Friday, 6 May 2016

A quilt

Ada's birthday is coming up and I was planning on making her a blanket, the kind you just cut strips along the edges of two squares of fleece, put them back to back and tie them in knots. The store had no fleece and told me it was impossible to find it in the city, so I decided to buy a bunch of fabric and make a quilt. In two weeks. I don't quilt. Or I suppose it's accurate to say I didn't quilt, as I have three of the eight squares I need done. I'm using a paper piece patter and this tutorial, and it's going better than it might have. Why did I decide to make a quilt when clearly this plan is nuts? It's hard to make good decisions when you're in a store with two toddlers.

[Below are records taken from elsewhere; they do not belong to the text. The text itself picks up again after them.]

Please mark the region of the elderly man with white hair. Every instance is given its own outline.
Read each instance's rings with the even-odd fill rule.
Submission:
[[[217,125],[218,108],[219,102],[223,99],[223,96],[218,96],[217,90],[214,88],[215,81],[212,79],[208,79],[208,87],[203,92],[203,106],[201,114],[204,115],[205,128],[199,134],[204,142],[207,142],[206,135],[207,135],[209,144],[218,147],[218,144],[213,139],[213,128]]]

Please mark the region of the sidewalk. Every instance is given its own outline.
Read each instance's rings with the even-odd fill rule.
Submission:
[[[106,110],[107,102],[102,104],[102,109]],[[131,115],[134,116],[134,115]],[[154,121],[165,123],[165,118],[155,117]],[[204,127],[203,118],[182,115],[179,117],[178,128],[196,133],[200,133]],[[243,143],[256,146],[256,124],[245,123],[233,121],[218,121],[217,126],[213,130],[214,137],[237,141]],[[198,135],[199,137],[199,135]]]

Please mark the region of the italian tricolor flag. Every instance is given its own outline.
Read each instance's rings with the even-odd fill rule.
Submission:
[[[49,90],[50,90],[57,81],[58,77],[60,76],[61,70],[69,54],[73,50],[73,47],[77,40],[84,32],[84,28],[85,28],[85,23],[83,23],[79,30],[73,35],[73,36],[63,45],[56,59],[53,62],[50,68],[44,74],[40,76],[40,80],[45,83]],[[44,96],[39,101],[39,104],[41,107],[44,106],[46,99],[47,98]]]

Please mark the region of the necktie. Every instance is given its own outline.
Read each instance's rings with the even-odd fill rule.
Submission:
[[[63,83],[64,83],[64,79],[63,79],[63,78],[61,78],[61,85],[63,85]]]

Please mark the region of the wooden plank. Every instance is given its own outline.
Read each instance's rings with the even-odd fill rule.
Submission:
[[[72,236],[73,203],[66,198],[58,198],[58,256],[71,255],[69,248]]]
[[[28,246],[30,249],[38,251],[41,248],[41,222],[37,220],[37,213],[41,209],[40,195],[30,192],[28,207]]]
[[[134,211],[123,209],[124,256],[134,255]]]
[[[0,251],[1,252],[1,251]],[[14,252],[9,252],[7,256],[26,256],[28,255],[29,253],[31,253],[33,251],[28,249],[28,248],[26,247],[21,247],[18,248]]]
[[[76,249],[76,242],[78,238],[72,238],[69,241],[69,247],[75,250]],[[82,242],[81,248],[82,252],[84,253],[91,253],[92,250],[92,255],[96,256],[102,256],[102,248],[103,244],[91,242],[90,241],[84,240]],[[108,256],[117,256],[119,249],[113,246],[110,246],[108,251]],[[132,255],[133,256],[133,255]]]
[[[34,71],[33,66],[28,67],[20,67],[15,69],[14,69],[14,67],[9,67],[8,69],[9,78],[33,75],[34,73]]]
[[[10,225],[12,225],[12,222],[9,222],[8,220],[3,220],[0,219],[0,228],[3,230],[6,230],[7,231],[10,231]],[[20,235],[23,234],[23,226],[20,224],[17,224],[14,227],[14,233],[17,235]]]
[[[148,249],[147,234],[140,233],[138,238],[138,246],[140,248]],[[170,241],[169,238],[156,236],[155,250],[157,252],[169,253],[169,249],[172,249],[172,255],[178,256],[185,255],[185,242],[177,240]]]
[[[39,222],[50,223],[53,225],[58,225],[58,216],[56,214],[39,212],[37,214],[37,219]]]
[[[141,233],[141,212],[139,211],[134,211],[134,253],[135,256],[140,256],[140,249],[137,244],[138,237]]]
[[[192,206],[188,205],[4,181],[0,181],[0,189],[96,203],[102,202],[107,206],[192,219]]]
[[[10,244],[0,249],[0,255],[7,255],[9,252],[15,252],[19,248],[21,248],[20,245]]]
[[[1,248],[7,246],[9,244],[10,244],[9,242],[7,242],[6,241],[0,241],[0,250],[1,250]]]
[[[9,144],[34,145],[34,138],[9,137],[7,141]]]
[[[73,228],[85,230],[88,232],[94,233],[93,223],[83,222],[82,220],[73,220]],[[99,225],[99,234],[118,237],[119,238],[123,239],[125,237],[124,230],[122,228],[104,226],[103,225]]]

There are mistakes in the quilt, where I didn't cut quite a big enough block so I sewed two smaller blocks together after the first piece was already attached. It's easier to do that then start over or rip out tiny stitches. (You're supposed to use tiny stitches so the paper rips off more easily at the end.) I'm having fun and figure I'll deal with the actual quilting next week after I get this assembled. I'm okay with the little mistakes, the extra seams. I was thinking about this and I've seen kids get frustrated when they try to do something new and aren't good at it right away, I think it must be hard to have adults as your point of reference. Adults, who are competent at more things, like tying their shoes, and dressing themselves, and driving cars and all the other things they see us do. And I'm more than happy to explain that we learn too, and that we make mistakes when we're new at things, and there's absolutely nothing wrong with being proud of something that's imperfect. It's okay that there are mistakes we can see, because that means we're learning and that's something to be celebrated.